A life plan is about giving definition to what you want from your life going forward. In its simplest form, it is bucket list of all the things you want to achieve, and how you plan to make them a reality. Good estate planning should focus on your life, which is why we make it the main facet of your Strongroom.
People today are living longer than ever before, many spending more years in their retirement than they did in their working lives. Currently in Canada there are over 48,000 people that are 100 or over, and that number is growing. It is also the first time in mankind’s history that there will be more people over the age of 65 than under. If you are one of the fortunate people who lives to be 100 or over, you need to make sure market volatility, taxation, health issues and the cost of the care in your latter years are properly accounted for, so you are protected for the decades ahead.

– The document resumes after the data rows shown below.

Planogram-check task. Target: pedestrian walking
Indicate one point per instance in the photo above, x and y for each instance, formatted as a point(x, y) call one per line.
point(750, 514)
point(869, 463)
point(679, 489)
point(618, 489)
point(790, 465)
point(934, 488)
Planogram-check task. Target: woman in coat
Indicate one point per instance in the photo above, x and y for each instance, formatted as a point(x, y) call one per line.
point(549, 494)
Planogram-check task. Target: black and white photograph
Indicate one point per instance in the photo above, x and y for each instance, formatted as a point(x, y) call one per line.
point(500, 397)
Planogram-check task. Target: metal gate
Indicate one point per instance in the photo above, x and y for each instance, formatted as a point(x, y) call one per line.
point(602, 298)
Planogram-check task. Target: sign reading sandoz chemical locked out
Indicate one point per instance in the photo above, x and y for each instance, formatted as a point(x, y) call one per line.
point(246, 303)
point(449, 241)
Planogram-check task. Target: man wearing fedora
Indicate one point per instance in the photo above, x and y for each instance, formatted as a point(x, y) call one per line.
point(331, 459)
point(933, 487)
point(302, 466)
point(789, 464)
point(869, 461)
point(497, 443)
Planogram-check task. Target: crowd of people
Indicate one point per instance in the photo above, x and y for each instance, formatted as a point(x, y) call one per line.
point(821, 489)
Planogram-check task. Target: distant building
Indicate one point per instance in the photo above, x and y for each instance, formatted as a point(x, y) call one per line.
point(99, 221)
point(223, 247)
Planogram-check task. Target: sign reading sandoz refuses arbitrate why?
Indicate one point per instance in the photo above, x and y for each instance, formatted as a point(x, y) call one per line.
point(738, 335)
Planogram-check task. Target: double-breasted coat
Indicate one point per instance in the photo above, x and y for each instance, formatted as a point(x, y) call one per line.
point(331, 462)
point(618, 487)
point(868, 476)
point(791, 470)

The secondary plan that unfolds from your life plan, is your legacy plan. If you plan and protect yourself properly in retirement, you will naturally protect your family and charities as part of your legacy. MacMillan will help you to transfer your vision, wisdom, and belief systems to the next generation, ensuring your legacy will resonate and endure.
Making a charitable donation as part of your legacy plan is an admirable way to make a lasting impact, as well as an effective way to lower your tax expense. Normally, up to 75% of a taxpayer’s net income can be claimed as eligible charitable donations. In the year of death, up to 100% of your net income can be claimed. This creates a substantial tax saving opportunity, while also allowing you to support your charity of choice or begin a legacy by creating a charity or bursary program. If the donation is substantial enough to eliminate all taxes owing in the year of death, there is also an option to carry the credits back, up to one year, creating additional tax savings.

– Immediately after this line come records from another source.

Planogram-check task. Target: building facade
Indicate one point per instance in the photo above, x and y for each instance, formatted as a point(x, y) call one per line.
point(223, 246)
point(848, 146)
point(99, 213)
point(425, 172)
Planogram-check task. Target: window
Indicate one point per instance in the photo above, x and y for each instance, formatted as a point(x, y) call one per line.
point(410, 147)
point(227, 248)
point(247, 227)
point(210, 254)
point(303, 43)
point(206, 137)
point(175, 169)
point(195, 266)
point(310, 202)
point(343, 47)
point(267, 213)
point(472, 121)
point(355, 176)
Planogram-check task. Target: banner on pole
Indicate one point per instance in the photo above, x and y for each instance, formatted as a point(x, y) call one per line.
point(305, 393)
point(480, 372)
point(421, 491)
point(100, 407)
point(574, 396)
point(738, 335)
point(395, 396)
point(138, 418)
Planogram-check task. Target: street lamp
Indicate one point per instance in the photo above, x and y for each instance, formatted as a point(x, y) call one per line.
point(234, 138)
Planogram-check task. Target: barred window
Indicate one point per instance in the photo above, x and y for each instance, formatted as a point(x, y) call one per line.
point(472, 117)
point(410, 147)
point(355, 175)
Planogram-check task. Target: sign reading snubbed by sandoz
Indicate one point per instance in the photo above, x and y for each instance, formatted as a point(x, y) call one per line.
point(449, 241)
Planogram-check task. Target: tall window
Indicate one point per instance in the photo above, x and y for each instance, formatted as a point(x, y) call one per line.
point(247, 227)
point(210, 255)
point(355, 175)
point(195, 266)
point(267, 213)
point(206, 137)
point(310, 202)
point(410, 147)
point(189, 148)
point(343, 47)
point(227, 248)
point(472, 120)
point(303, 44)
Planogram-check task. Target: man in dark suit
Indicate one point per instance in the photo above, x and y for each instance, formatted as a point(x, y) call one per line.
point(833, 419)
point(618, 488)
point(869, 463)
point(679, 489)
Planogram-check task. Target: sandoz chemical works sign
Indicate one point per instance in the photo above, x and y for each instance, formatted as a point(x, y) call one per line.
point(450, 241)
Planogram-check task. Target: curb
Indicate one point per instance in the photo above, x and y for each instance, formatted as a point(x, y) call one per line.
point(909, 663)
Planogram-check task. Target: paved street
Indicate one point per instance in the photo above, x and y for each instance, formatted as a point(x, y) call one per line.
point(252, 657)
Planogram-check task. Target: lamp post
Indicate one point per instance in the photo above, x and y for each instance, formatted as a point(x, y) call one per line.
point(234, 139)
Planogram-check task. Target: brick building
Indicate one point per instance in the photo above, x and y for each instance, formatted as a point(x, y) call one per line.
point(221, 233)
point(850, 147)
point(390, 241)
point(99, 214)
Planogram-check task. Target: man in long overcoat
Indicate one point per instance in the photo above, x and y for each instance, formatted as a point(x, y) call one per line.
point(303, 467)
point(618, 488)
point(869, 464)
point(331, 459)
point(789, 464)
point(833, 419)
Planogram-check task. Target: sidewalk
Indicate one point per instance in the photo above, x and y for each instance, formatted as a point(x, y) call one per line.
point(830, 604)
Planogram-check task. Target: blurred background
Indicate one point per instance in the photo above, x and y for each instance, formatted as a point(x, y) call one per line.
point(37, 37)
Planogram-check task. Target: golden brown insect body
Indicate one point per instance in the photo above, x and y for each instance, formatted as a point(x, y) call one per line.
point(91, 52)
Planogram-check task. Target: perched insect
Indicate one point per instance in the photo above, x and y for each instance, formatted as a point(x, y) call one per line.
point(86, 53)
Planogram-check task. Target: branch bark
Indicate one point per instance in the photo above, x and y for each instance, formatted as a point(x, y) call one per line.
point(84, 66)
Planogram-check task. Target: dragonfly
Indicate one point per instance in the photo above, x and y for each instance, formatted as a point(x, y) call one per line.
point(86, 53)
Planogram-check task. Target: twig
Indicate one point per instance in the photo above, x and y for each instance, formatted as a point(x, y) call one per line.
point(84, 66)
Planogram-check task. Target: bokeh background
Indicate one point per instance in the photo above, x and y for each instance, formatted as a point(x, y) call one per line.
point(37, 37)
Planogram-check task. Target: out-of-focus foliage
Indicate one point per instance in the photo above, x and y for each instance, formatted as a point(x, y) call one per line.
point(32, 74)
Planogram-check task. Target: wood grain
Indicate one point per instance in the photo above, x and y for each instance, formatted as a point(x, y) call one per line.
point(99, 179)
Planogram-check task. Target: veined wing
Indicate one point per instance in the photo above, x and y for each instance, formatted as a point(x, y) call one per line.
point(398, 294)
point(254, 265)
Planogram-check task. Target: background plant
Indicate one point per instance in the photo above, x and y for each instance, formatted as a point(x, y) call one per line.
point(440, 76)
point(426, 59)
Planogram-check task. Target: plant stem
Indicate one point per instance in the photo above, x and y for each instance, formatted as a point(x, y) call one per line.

A legal plan typically consists of a last will and testament, a living will, a health directive and some trust planning. Most people think that if they have a will, they have an estate plan. A will facilitates the distribution of your assets to the next generation.
However, a last will and testament is not a tax plan, nor does it offer any bloodline protection. If your net worth is more than a million dollars, you may have outgrown a will, and should consider the more sophisticated methods that trust law affords.

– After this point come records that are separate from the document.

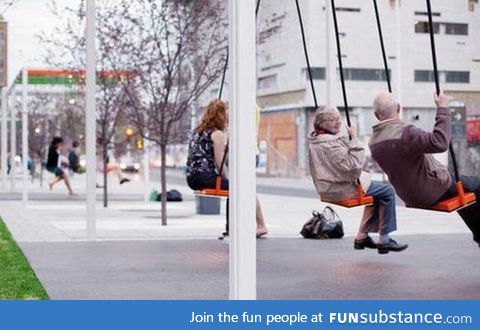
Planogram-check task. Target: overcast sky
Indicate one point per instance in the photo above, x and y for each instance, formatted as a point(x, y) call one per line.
point(26, 18)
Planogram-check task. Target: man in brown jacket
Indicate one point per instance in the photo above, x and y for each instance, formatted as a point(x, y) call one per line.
point(404, 152)
point(336, 162)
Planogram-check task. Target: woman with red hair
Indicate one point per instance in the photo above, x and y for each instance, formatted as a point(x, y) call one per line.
point(206, 151)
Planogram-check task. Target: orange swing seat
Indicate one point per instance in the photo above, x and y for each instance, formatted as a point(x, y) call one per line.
point(216, 192)
point(452, 204)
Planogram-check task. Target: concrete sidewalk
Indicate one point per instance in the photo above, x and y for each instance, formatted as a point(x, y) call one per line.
point(135, 257)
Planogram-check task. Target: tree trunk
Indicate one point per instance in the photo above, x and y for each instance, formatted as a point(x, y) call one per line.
point(105, 175)
point(163, 176)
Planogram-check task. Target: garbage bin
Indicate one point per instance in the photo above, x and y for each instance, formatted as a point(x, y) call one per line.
point(207, 205)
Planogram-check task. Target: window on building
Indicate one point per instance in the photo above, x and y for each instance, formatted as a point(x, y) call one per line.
point(471, 4)
point(422, 27)
point(457, 76)
point(347, 9)
point(214, 92)
point(424, 13)
point(267, 81)
point(445, 76)
point(274, 66)
point(365, 74)
point(456, 28)
point(317, 73)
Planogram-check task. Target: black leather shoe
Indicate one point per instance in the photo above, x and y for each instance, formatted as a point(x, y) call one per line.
point(392, 245)
point(367, 242)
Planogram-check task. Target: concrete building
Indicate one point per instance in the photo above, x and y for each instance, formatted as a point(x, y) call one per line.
point(284, 92)
point(3, 52)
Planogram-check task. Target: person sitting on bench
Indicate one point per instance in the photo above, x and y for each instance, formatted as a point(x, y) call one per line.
point(336, 161)
point(205, 155)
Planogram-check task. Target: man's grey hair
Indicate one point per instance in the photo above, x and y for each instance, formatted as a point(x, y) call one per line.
point(385, 105)
point(324, 114)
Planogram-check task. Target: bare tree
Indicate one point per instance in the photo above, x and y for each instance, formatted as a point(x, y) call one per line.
point(66, 48)
point(178, 50)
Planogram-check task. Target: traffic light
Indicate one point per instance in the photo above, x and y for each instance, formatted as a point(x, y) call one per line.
point(129, 132)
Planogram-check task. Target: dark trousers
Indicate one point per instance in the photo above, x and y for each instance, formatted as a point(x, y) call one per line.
point(380, 217)
point(208, 181)
point(470, 214)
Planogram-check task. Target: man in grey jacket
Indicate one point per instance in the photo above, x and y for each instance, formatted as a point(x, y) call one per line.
point(404, 152)
point(336, 162)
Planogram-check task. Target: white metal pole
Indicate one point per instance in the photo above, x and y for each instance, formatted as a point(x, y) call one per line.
point(90, 121)
point(398, 46)
point(13, 140)
point(242, 147)
point(330, 74)
point(24, 136)
point(3, 161)
point(146, 169)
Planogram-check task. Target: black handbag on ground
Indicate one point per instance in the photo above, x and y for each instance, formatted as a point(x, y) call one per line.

Your tax plan is an important technical tool used to protect your life and legacy plans. It should not control your planning, but rather support your goals and objectives. Each year, countless individuals pay an excessive amount to the Canada Revenue Agency (CRA). Although paying taxes is an unavoidable reality, even in a well-designed estate, using the right tools and knowledge can significantly reduce or defer this sum. A proper tax plan should account for both domestic and international issues. Many families are unaware that internationally held assets, such as property or investments resident in the United States, are liable to both US and Canadian estate taxes. Failure to structure these assets within a larger tax scheme will inevitably cause their real values to be reduced.
Foreign assets can also legally create multiple estates. For instance, by owning property in the USA, you possess both an American and Canadian estate. Upon an individual’s passing, these two estates will need to be settled, adding considerably to the amount of time and money required. Our contemporary understanding of domestic and international legislation enables us to devise the most innovative means of minimizing the workload surrounding an estate while maximizing your total net worth.